In contrast to it's companion disc Inverted Black Star, Lessons In Lamentation sounds like it's virtually "rocking". Where Inverted spews monoto-riffs and malevolent power tool noise across the jet-black waste of it's hour long length, this jam is more upbeat, opening with a massive chugging sludgy metal riff that cycles over and over, slowly joined by a swarm of sizzling feedback and high pitched sine-whine. Crazed shredding solos appear, the central riff changes shape throughout, the whole track seems to be split into three distinct sections. It's super hypnotic as Fistula grinds away endlessly surrounded by Makita's dense and textured noise. Deep monstrous vocals emerge from out of the filth, gutteral invocations that are impossible to decipher. A massive plodding industrial dirge, a meditation on repetitive metal riffing and the blackest feedback, recorded all the way in the red, a majestic crumbling obelisk of monstrous noise-doom.
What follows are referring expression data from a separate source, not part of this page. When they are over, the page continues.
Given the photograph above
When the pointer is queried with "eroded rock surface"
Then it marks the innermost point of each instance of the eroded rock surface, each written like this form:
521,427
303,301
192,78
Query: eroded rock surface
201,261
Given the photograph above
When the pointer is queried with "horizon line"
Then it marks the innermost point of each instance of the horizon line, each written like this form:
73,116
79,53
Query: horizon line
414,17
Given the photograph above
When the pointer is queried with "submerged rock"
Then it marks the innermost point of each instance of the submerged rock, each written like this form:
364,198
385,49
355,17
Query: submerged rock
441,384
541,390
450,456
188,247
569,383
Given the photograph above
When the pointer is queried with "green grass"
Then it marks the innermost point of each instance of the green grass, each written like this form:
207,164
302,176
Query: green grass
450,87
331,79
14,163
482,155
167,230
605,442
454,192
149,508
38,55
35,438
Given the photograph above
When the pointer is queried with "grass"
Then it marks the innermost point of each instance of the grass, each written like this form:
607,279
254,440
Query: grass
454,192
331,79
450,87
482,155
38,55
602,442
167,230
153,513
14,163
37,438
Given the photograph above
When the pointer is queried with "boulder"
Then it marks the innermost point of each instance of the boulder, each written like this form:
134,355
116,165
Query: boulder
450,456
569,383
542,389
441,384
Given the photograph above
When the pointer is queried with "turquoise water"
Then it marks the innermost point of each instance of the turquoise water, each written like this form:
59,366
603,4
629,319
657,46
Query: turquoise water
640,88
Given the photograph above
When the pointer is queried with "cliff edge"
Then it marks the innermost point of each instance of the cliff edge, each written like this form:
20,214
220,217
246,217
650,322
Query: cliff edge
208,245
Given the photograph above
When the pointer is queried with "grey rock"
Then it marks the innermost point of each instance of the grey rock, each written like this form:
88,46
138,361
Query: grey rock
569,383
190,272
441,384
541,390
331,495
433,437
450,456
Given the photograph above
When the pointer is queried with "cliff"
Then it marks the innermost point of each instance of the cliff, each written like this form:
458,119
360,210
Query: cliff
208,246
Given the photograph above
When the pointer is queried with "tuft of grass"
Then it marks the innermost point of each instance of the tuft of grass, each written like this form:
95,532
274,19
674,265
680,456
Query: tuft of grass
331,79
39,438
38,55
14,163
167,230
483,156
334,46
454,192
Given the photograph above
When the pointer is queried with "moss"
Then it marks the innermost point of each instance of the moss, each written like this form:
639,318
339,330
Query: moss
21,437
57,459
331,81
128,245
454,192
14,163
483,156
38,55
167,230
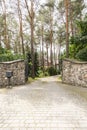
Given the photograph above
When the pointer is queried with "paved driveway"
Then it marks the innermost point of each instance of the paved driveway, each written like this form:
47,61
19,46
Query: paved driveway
43,105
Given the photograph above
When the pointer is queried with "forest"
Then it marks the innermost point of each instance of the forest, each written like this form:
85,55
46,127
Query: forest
43,32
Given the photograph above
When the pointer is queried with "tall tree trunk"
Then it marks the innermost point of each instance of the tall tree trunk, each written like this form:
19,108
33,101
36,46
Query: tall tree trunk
42,48
32,38
31,16
21,27
47,54
5,27
67,27
51,37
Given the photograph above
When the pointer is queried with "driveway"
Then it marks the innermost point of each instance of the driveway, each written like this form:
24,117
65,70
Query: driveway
44,104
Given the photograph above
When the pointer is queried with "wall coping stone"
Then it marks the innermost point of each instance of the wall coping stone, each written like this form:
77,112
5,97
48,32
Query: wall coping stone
11,62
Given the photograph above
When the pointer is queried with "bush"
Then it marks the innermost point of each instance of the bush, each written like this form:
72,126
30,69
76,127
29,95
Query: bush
82,55
52,71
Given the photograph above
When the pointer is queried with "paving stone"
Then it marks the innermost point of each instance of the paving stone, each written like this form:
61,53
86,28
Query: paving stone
43,105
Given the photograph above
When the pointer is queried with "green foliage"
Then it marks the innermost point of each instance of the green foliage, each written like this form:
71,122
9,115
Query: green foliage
82,54
52,71
36,63
78,43
6,55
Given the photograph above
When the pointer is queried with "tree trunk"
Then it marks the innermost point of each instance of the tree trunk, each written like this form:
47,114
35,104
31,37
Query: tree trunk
32,39
21,27
51,37
67,27
5,28
42,49
31,16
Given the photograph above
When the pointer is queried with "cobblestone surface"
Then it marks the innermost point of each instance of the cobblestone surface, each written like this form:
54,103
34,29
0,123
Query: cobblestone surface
43,105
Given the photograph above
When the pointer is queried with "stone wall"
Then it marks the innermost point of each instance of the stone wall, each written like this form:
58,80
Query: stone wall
74,72
17,68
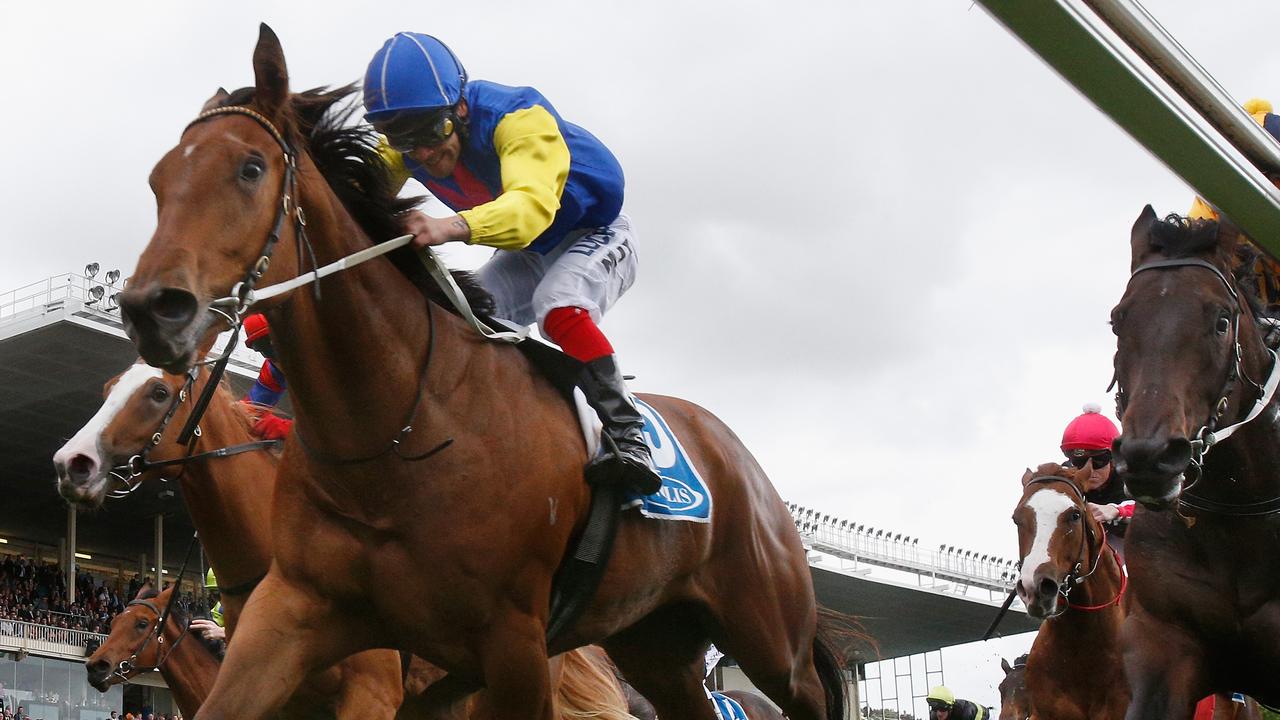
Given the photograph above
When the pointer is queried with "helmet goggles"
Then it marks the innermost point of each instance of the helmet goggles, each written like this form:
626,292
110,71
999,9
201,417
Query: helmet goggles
417,130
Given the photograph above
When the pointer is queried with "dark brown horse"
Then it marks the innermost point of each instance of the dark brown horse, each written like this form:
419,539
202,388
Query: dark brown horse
451,556
186,662
229,497
229,500
1015,700
1073,580
1203,556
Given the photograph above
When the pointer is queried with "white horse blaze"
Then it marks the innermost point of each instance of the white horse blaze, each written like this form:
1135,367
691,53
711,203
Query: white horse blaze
1048,505
86,441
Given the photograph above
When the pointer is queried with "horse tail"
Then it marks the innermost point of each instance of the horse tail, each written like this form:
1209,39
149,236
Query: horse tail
589,689
835,641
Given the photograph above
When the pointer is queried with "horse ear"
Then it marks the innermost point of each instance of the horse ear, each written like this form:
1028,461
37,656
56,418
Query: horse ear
270,74
1139,237
218,98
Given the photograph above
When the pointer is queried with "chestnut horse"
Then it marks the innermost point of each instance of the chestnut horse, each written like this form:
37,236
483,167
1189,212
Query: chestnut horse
1072,579
227,497
186,662
1015,700
1203,554
434,479
229,500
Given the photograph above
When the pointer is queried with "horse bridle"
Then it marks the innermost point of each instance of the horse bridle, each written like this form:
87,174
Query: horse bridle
127,668
1075,575
242,296
1208,434
140,463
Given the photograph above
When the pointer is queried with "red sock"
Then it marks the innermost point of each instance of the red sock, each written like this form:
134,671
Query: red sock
577,335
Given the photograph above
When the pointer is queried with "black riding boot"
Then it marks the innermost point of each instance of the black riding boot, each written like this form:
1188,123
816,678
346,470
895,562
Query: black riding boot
607,393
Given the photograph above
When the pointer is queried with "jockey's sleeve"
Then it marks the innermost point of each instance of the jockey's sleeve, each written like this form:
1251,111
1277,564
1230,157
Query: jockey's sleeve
269,386
394,163
534,160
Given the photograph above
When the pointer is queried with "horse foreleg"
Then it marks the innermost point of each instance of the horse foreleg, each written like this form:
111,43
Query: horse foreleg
371,686
1165,669
283,634
516,671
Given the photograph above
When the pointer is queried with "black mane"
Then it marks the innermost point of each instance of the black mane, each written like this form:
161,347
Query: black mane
1183,237
348,159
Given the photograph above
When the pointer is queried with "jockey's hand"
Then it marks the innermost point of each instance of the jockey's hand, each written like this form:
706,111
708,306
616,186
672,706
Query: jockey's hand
435,231
208,629
1104,513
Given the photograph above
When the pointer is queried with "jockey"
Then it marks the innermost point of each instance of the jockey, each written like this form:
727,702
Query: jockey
945,706
211,628
545,194
269,387
1087,441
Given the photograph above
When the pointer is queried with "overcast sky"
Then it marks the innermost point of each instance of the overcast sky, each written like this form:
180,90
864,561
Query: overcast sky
880,240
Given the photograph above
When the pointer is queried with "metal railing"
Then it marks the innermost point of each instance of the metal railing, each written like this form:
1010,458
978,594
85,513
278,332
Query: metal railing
858,542
95,296
50,291
48,638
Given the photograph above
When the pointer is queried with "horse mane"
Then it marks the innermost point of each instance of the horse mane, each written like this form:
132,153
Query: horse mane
1178,236
347,156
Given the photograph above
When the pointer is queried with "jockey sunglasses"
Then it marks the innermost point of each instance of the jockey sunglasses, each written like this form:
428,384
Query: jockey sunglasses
419,131
1100,459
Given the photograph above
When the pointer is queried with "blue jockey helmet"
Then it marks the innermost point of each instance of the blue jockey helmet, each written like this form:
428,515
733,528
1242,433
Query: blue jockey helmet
412,72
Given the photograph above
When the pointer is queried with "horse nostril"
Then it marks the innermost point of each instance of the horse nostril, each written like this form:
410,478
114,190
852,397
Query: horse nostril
1047,587
174,306
81,468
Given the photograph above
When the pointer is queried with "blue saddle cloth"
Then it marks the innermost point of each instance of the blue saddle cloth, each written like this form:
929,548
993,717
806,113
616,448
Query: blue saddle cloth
684,495
727,707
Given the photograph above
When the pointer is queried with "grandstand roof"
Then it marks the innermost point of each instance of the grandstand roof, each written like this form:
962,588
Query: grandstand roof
55,355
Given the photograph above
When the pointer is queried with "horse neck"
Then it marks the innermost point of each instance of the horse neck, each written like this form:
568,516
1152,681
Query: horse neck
355,358
1246,466
190,669
229,499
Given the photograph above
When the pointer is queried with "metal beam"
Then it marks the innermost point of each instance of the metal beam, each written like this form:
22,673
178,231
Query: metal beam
1089,54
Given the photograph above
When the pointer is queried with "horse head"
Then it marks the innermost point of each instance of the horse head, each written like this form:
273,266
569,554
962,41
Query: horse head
1187,351
1057,538
1015,701
228,217
140,417
131,647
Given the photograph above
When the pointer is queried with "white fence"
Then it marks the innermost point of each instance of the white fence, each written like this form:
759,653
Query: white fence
17,636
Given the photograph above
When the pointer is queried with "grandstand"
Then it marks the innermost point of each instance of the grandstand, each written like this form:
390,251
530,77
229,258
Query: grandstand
62,337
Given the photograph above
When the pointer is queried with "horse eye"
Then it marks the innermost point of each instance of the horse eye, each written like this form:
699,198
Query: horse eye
252,169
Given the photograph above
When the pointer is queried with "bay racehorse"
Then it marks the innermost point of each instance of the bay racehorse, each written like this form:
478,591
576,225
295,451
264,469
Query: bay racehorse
434,479
229,501
1072,579
183,659
1203,554
1015,700
228,495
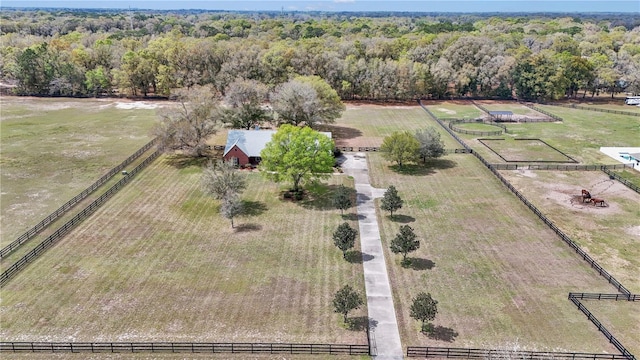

There has been a groundswell of bands and artists lately that have been fusing the heaviness of the slowest, most extreme doom metal and black metal with pure harsh noise, artists like Wilt, Josh Lay, Matt Bower's Mirag stuff, for instance. Well, you can add these two discs from Fistula to the top of the heap of blackened doom noise. These are as crushing, noise-encrusted, and corrosive as anything else lurking in this new realm of abstracted heaviness.
Lessons In Lamentation is packaged in a signature Crucial Bliss three-panel sleeve, with artwork from Ralf Burkart, the disc itself attached to the sleeve on a plastic nub. Release in an edition of 300 copies.